Rezension zu Das lebendige Gefüge der Gruppe

perspektive mediation. Beiträge zur Konfliktkultur. Ausgabe 2-2017, 14. Jahrgang

Rezension von Sabine Zurmühl

Der Band stellt Aufsätze sowie Originalbeiträge des legendären österreichischen Nestors der Gruppendynamik, Raoul Schindler, vor. Weggefährten, Schülerinnen und Mitarbeiterinnen Schindlers rücken nach dessen Tod 2014 seine Bedeutung für die Idee der Gruppendynamik sowie die daraus sich entwickelnden weiteren Ansätze psychologischen Arbeitens neu ins Bewußtsein.

Der lange Jahre als Primarius am Psychiatrischen Krankenhaus der Stadt Wien sowie als Hochschullehrer tätige Arzt und Psychoanalytiker Raoul Schindler hat ein breit gefächertes Themen- und Anwendungsfeld hinterlassen. So reicht der Bogen vom 1954 gegründeten »Wiener Arbeitskreis für Tiefenpsychologie« über die Gründung des ÖAGG (Österreichischer Arbeitskreis für Gruppentherapie und Gruppendynamik) bis hin zu Dutzenden einzelner Initiativen, Beratungsstellen, theoretischen Arbeitsgruppen und, ja, auch hin zur Mediation und Konfliktberatung in Wien ab 1990. Nicht zufällig beschäftigte sich Schindler, Jahrgang 1923, als Angehöriger der Kriegsgeneration ausführlich mit der Nachkriegssituation. »Die Psychiatrie musste sich erst vom nachhängenden Ruf der wissenschaftlichen Euthanasie befreien und die Psychotherapie vom erzwungenen Exodus der Psychoanalytiker«, schrieb Schindler. Als junger Arzt beschäftigte er sich insbesondere mit der Heimkehrerproblematik, die für viele Betroffene nach dem Krieg Anlass und Notwendigkeit für psychische Hilfe mit sich brachte.

Zu einem Schlüsselbegriff der Arbeit Schindlers wurde sein Gruppenmodell, »das die organisierende Bewegung beschreibt, die zu einer gemeinsamen Identität der Gruppe führt, deren Außergrenzen bestimmt und (...) eine innere Rangordnung herstellt.« Die »Rangdynamik« Schindlers entdeckte für Gruppen das Ordnungsprinzip der Beteiligten von der Alpha-Position hin zum Letzten in der Reihe, dem Omega, dem, nach Auskunft seiner Schülerinnen, insbesondere das Herz und Interesse Schindlers gegolten habe.

Es lohnt auch, sich vor Augen zu führen, welche damals aktuellen sozialen Bewegungen und Diskussionen für die Entwicklung des Blickes auf die Gruppe eine Rolle spielten: die antiautoritäre Bewegung, die Antipsychiatrie und die Encounter-Bewegung.

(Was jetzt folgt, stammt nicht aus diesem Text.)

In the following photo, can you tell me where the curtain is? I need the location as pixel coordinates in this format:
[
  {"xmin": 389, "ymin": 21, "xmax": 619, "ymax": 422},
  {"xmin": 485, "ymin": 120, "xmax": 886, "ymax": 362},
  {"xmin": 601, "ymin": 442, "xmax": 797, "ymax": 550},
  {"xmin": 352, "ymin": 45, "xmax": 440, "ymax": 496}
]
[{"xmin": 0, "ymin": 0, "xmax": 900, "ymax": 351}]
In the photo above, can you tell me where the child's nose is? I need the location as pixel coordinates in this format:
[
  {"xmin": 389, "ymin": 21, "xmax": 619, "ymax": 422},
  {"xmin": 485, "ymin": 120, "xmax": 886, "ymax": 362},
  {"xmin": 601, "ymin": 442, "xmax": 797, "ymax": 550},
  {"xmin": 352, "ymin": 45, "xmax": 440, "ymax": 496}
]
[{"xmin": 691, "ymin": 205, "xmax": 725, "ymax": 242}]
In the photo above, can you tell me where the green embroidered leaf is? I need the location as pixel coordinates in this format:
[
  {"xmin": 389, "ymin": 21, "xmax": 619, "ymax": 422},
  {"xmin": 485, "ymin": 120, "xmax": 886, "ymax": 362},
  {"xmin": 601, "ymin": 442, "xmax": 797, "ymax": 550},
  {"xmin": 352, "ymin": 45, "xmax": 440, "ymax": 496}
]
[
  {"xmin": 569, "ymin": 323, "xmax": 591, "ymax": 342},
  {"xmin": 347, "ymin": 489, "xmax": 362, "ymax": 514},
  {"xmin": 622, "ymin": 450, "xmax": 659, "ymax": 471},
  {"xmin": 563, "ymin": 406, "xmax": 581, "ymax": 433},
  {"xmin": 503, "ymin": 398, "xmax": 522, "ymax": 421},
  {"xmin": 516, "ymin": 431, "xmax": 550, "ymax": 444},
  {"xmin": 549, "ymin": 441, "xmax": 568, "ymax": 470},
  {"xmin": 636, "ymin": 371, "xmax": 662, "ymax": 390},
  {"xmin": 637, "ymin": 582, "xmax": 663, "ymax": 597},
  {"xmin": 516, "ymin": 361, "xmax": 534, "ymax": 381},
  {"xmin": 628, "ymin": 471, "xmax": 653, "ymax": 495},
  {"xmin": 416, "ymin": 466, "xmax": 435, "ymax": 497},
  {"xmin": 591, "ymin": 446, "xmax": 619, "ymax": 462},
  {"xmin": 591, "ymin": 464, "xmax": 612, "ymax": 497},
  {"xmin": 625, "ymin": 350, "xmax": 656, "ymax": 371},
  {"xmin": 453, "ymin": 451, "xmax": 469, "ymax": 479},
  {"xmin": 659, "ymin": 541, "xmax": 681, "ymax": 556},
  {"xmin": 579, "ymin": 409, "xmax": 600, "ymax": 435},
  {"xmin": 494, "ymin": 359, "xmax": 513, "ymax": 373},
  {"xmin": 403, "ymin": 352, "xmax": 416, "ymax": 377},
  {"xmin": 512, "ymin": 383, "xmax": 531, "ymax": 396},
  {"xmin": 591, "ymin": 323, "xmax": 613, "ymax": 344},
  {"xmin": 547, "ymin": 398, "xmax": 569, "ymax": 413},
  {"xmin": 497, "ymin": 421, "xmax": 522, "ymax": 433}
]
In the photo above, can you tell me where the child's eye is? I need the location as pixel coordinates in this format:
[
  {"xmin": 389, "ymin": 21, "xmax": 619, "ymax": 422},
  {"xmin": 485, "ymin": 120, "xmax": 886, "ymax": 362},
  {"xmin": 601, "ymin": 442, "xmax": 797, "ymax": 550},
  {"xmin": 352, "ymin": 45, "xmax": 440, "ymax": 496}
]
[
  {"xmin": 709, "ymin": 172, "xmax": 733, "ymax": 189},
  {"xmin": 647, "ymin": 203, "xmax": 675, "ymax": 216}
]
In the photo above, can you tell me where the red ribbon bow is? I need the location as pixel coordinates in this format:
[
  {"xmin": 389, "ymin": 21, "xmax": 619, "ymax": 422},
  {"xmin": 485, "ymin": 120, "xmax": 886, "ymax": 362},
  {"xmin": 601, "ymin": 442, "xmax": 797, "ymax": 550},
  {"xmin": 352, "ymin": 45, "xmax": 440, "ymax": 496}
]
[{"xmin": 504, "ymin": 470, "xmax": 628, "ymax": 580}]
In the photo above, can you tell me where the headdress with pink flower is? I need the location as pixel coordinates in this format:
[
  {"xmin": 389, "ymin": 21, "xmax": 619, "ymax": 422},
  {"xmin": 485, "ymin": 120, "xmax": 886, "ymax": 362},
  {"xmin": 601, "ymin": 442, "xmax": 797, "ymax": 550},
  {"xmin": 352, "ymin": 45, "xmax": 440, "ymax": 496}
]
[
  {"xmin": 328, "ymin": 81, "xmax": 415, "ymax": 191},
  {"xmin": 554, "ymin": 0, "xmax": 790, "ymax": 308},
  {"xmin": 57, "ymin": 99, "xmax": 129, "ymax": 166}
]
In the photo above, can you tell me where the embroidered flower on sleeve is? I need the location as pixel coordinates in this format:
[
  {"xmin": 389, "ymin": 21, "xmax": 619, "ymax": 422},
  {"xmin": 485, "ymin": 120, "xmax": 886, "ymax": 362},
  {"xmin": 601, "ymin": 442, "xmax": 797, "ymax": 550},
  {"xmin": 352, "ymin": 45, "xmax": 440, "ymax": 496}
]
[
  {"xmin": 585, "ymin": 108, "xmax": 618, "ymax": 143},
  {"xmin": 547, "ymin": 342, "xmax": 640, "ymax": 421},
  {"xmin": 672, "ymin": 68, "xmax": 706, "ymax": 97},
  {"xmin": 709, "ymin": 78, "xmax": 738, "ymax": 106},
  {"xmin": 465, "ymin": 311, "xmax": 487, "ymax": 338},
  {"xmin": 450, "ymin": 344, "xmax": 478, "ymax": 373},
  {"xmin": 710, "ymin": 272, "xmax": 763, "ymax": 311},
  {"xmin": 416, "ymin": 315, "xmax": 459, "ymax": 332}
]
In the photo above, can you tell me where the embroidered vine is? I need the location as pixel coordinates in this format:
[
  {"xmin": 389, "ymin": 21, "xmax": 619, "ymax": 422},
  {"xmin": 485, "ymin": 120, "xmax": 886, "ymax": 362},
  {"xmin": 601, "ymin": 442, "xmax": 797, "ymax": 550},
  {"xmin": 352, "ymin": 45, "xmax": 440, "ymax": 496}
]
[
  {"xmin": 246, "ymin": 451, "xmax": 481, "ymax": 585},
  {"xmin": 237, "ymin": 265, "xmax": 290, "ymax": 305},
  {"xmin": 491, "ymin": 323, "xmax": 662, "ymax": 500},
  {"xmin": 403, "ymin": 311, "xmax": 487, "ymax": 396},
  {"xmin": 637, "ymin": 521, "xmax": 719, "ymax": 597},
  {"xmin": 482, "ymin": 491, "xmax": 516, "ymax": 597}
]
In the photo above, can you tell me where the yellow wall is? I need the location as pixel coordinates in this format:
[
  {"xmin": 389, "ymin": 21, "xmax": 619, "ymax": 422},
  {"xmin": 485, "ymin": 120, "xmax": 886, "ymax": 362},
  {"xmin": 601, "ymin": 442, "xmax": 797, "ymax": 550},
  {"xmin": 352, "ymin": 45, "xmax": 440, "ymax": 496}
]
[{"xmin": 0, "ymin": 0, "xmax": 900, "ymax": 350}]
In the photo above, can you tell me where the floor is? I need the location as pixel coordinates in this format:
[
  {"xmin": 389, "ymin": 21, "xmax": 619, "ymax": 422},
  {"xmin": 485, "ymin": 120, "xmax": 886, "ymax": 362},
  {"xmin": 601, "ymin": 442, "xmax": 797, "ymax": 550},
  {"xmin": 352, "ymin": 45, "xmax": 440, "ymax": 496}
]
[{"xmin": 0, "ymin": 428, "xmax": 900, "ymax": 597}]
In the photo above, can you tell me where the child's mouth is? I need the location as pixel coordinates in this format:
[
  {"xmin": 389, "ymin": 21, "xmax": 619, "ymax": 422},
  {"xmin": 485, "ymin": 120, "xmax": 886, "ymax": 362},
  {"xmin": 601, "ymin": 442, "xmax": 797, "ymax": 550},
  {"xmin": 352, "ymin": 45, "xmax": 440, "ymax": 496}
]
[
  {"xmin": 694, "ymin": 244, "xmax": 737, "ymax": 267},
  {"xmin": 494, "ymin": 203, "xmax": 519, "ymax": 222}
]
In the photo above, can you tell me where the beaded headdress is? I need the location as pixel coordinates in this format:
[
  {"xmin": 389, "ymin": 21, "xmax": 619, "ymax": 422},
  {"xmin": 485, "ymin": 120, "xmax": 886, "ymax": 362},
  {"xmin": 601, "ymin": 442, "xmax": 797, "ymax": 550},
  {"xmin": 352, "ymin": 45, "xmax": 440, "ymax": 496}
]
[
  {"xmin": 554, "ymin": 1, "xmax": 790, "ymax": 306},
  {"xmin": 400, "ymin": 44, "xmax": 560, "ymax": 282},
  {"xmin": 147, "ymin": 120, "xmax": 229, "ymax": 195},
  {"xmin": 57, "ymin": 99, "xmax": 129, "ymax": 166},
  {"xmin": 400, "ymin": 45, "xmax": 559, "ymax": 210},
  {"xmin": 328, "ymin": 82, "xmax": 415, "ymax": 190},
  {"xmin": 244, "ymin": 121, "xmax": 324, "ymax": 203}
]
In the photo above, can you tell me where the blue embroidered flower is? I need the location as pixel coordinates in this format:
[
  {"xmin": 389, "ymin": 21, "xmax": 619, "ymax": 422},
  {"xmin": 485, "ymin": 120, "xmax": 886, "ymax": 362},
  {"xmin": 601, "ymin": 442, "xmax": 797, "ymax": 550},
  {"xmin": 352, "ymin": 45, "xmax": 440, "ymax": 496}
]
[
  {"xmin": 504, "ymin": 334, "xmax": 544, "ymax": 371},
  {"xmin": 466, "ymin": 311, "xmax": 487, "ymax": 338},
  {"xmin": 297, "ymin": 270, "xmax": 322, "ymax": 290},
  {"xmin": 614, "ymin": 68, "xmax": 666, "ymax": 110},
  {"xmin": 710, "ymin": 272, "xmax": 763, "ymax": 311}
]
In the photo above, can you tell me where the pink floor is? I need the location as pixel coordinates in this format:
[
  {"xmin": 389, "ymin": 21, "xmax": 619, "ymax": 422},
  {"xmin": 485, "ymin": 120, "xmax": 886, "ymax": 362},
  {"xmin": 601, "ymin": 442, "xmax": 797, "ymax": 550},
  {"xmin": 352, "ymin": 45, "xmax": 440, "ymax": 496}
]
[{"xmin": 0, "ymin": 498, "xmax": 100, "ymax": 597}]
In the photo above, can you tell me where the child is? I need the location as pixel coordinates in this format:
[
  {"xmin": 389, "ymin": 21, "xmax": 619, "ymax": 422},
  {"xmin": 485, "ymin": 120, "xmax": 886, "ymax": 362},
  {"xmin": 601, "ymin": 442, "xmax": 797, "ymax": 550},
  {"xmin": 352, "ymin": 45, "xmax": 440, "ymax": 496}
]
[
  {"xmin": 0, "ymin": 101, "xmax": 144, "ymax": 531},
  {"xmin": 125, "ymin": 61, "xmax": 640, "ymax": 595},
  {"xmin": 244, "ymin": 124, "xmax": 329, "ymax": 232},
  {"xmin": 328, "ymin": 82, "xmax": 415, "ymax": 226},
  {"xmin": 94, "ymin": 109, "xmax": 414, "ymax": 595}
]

Die Gruppe als begehrte Form der Gesellung und Familienersatz, als neuer Weg zu auch einer besseren Gesellschaft. Die Aspekte der Gruppendynamik noch einmal in ihrer Entfaltung und hohen Genauigkeit nachlesen zu können, ist das Verdienst dieses Bandes und lohnend für alle, die es in Mediation, Beratung, Therapie mit Gruppenprozessen zu tun bekommen. Vielleicht aber ebenso auch unter dem Aspekt der eigenen professionellen und biographischen Entwicklung.

Im letzten Teil des Bandes zeigen Berichte und Protokolle der jetzt in der Nachfolge Raoul Schindlers tätigen Therapeuteninnen dessen große Wirkung auch für das aktuelle Selbstverständnis der betreffenden Professionen. Die Verdienste dieser ersten Lehrer und Lehrerinnen liebevoll, respektvoll und immer noch von Neugierde getragen vorzustellen, bleibt eine aktuelle historische Anregung für viele impulsgebende Felder unserer Profession, die ja immer von konkreten Menschen getragen und vermittelt werden.